I don’t think I saw it that way when I first saw the film – but I think that’s because I didn’t realise how bad climate change actually was. I think re-watching it, it was a very different experience.
CTB: It’s not an explicit message of hope and I think most people wouldn’t see it as such, as you did. And I actually appreciate that the film doesn’t feed into the same “obligatory note of hope”.
The environmental movement is often accused of doom and gloom, of only putting forward negativity. Is it the responsibility of pop-culture to counter this and offer us hope and divertissement? While it’s nice to change the narrative and hope is essential, I feel that this portrayal of despair, of existential dread, is not an uncommon human experience and there is power in acknowledging the imperfect and tortured process of confronting what the climate crisis may mean to you for the first time.

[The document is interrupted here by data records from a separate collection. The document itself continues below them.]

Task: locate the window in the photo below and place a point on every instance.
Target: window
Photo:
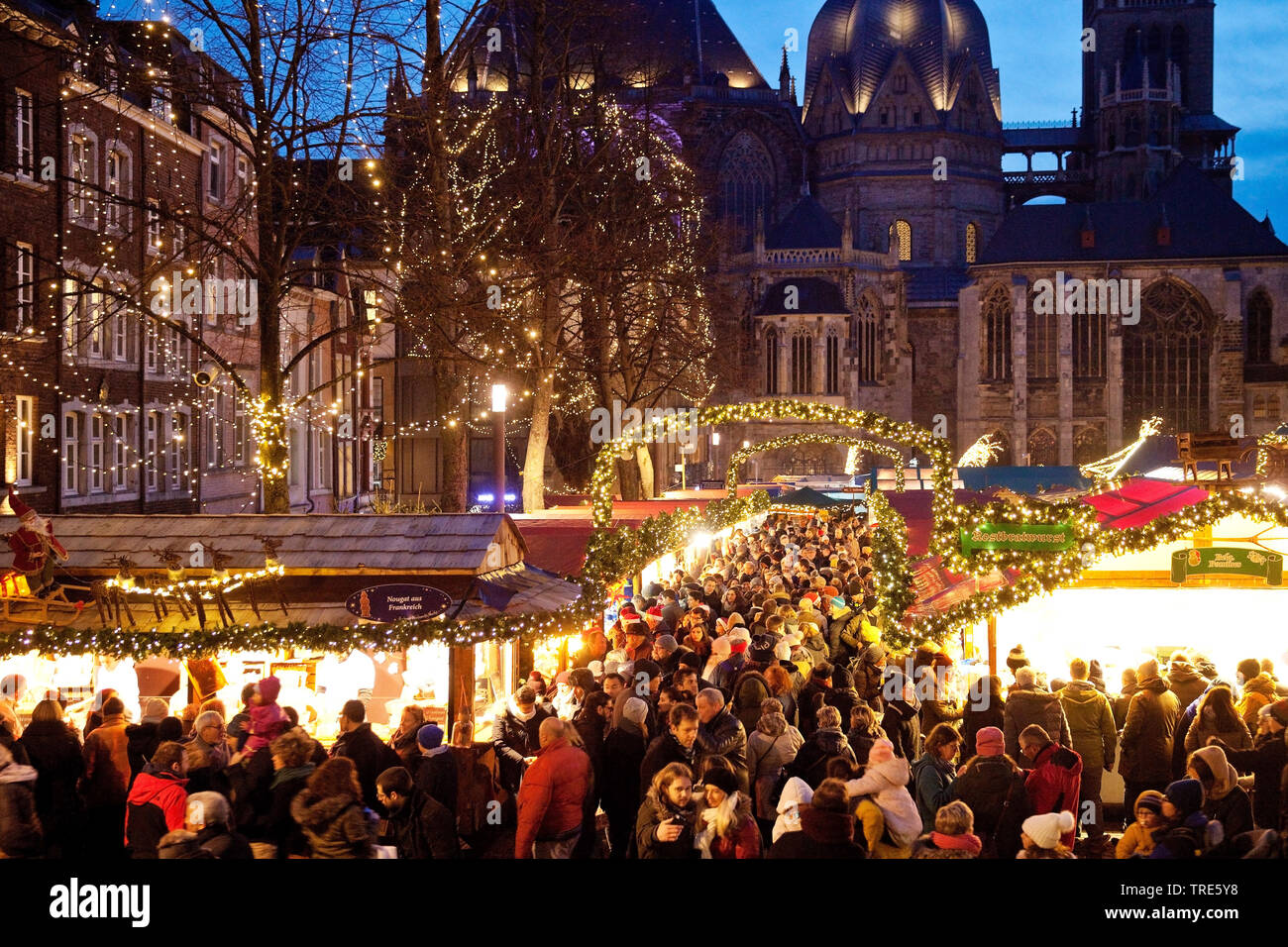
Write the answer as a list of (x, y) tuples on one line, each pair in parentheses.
[(863, 339), (26, 438), (1260, 321), (25, 298), (95, 454), (217, 170), (901, 237), (997, 335), (833, 365), (1167, 360), (24, 138), (80, 165), (71, 453), (1090, 331), (120, 444), (1042, 346), (803, 364), (153, 451)]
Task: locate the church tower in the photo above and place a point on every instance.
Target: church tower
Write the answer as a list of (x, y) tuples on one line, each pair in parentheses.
[(1146, 94)]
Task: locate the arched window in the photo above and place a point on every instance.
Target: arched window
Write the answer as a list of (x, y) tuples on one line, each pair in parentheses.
[(803, 364), (1042, 337), (1042, 449), (832, 379), (901, 237), (1167, 360), (772, 361), (997, 335), (1090, 331), (746, 180), (864, 341), (1260, 321)]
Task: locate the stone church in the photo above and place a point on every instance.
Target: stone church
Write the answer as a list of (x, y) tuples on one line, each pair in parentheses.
[(883, 260)]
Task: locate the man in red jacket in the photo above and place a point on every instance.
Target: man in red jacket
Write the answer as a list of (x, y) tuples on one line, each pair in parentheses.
[(553, 795), (158, 800), (1055, 780)]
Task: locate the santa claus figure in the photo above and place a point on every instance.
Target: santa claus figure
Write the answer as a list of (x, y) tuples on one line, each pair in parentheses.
[(35, 549)]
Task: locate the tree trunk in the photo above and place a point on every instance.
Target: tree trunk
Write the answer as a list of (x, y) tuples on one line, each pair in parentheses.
[(539, 440)]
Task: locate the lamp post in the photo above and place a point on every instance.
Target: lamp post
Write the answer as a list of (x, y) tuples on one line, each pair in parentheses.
[(500, 398)]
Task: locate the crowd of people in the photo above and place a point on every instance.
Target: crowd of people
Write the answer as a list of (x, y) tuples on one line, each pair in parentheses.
[(748, 711)]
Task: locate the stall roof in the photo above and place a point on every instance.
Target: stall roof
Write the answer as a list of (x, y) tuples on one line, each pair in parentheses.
[(446, 543)]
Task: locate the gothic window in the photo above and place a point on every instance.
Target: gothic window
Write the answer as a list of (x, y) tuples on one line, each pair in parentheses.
[(772, 361), (1167, 360), (1042, 333), (1042, 449), (971, 243), (1089, 445), (803, 364), (746, 180), (863, 341), (1089, 346), (997, 335), (833, 365), (1260, 320), (901, 237)]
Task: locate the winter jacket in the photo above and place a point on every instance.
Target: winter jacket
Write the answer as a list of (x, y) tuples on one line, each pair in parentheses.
[(995, 789), (725, 736), (1146, 741), (54, 751), (156, 805), (814, 754), (20, 826), (436, 776), (1185, 682), (822, 835), (213, 841), (1266, 763), (370, 755), (932, 779), (748, 692), (423, 828), (107, 763), (335, 826), (514, 737), (1025, 707), (652, 813), (1091, 724), (1054, 784), (552, 796), (888, 785), (1256, 693), (768, 755)]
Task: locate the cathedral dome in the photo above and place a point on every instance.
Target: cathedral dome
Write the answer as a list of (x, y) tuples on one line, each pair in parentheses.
[(861, 39)]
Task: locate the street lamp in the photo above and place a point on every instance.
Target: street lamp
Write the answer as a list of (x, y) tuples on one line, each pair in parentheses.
[(500, 401)]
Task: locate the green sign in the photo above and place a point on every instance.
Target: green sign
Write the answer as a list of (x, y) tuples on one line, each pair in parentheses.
[(1018, 538), (1216, 561)]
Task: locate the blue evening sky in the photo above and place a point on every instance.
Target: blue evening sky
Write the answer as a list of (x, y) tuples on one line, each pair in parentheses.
[(1035, 50)]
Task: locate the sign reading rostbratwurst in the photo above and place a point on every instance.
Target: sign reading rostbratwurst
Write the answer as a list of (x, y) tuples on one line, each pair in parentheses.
[(387, 603), (1228, 562), (1018, 538)]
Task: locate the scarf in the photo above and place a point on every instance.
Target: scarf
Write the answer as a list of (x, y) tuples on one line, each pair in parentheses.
[(957, 843)]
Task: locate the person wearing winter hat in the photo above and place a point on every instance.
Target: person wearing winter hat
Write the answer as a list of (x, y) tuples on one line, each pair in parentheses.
[(1042, 834), (1138, 836), (1185, 827)]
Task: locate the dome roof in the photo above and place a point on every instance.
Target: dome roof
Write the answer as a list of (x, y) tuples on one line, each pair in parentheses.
[(862, 38)]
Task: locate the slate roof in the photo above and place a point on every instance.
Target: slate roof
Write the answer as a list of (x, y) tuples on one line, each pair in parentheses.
[(442, 543), (1205, 223), (814, 296)]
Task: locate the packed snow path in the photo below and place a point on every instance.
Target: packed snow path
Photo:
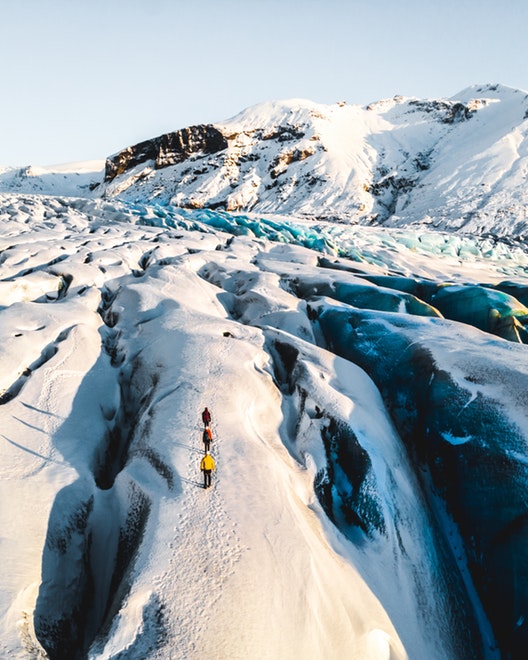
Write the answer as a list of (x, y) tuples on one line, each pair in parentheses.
[(315, 539)]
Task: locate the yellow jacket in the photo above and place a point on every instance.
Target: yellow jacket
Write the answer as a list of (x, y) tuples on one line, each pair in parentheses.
[(207, 463)]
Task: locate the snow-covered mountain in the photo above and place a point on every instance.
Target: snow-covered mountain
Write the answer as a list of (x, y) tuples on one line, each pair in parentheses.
[(367, 386), (457, 163)]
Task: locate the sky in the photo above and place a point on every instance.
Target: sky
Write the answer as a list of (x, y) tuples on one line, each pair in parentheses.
[(82, 79)]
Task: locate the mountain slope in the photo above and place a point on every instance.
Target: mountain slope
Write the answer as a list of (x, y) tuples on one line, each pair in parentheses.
[(458, 163), (455, 164)]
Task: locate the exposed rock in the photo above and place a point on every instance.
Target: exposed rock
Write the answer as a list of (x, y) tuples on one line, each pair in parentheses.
[(167, 149)]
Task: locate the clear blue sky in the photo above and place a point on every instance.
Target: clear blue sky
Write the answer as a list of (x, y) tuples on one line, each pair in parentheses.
[(81, 79)]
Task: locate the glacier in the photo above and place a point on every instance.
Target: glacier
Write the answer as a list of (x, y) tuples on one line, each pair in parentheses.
[(346, 289), (370, 446)]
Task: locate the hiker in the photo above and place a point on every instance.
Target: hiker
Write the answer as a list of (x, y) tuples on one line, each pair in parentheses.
[(207, 437), (207, 465), (206, 417)]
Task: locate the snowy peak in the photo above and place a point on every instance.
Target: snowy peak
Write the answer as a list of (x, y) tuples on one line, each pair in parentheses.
[(453, 163)]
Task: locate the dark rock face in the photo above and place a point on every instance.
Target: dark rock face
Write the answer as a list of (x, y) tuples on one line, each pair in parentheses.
[(167, 149)]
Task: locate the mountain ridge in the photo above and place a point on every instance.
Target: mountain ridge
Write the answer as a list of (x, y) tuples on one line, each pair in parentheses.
[(453, 164)]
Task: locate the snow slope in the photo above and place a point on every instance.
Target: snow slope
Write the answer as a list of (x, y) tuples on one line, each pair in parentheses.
[(323, 535), (453, 164)]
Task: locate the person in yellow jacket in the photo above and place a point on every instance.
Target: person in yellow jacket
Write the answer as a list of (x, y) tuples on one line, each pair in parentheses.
[(207, 465)]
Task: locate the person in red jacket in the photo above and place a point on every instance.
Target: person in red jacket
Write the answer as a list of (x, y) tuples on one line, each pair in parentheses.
[(207, 465), (207, 437), (206, 417)]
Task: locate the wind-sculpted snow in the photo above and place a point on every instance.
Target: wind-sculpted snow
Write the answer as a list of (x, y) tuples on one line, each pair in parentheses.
[(371, 451)]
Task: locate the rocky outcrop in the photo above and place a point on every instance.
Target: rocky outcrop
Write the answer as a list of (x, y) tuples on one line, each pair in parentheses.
[(167, 149)]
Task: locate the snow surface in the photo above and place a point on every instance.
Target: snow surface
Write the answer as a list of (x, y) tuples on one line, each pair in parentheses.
[(326, 534), (118, 325)]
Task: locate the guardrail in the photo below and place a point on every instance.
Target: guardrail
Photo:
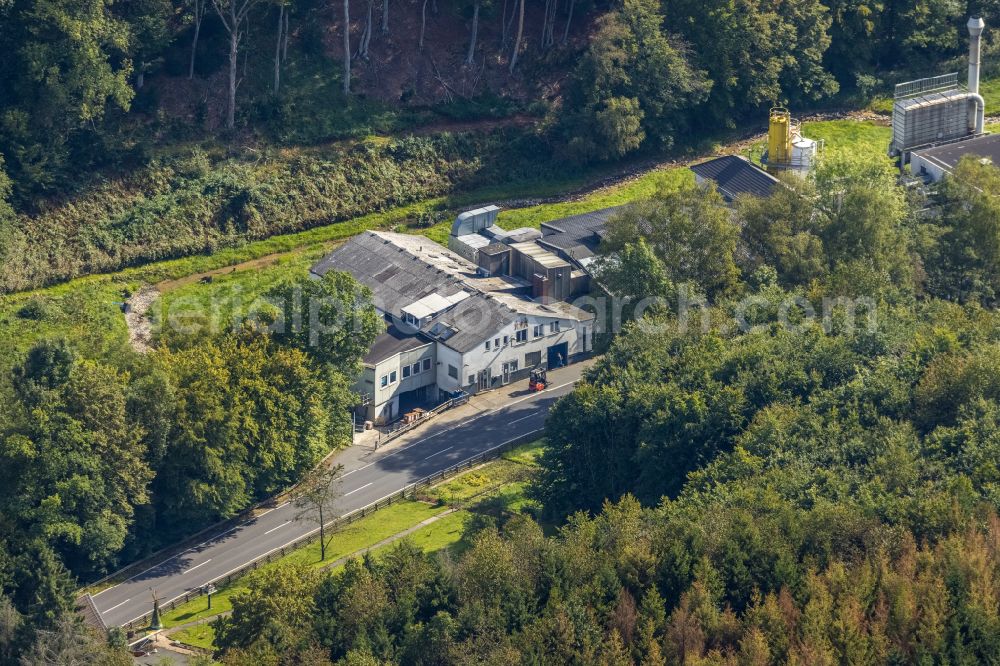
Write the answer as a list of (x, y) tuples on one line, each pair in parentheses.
[(127, 572), (336, 523), (406, 427)]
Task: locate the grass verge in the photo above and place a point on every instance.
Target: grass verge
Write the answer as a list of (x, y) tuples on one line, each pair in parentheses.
[(495, 487)]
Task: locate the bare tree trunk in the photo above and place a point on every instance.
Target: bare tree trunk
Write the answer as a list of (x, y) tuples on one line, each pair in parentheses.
[(233, 13), (347, 47), (199, 14), (234, 44), (469, 59), (569, 20), (520, 34), (284, 41), (503, 25), (508, 25), (545, 22), (277, 48), (423, 25), (550, 27)]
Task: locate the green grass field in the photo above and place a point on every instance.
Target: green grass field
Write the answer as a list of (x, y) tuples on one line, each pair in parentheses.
[(504, 488), (989, 88)]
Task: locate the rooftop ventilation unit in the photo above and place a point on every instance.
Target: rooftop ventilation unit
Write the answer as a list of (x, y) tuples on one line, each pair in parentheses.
[(937, 109)]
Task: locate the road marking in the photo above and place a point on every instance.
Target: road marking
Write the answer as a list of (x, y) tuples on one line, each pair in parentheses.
[(439, 453), (357, 489), (316, 529), (117, 605), (356, 470), (198, 565), (277, 528)]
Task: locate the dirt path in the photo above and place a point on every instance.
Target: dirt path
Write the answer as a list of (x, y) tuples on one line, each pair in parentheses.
[(140, 328)]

While the drive towards extremism and the harsh symbol of the suicide-bomber jacket is used in the film, this is overall a heart-wrenching human emotional expereince which Schrader brings to life.
KC: Is there anything else that struck you about the film?
CTB: This is a slight tangent as it’s not directly linked to how the film engages with climate change but I found Mary’s (Amanda Seyfried’s) character interesting and slightly troubling.
The film focuses on Hawke, a pastor in distress, who consults Michael, Mary’s depressed and extreme husband, the other emotional focus of the film. These are both men who are given ample space to explore their unhappiness, their existentialism. While it is true men aren’t often given this space and it is refreshing to see men who are not simply macho saviours, their relation to the only central woman of the film is interesting.
Mary is there to support them, in everyday tasks but most importantly emotionally. She is a constant and apart from a short scene in which she unsurprisingly is distressed at the death of her husband, she is incredibly level-headed, pious and positive throughout. Even when being confronted by a husband who is so distraught at the idea of bringing a child into the current climate that he wants her to have an abortion, she is resolute and maintains her hope at bringing new life into this world. Mary is, in some ways, a vehicle for reason in this film and calm for the men.
KC: you’re so right about how we don’t see Mary’s position – she has these resounding positions of wanting to have this baby and we don’t see how she gets there.
CTB: I would just like to also say that this film was made in 2017, when I was a teenager.
This film regularly demonstrates despair at the world they left or created for their children and I know this frustration at the injustice of this inheritance motivates a lot of other young people like myself to get involved in the environmental movement.
I thought the film engaged well with this intergenerational question. I felt a melancholic irony while Toller and Esther, a worker at their Church ‘Abundant Life’, look at their young Christian choir and reminisce: “do you remember that? when everything was ahead of you?” You can’t help but think: what lies ahead? Is that world a habitable one?
As a young person, closer in age to the members of the youth choir than any of the adults, I do not empathize with the guilt the adults feel at what they have left but rather the anxiety at what is in store.
As Abundant Life Pastor Joel Jeffers says: “these kids want certainty”.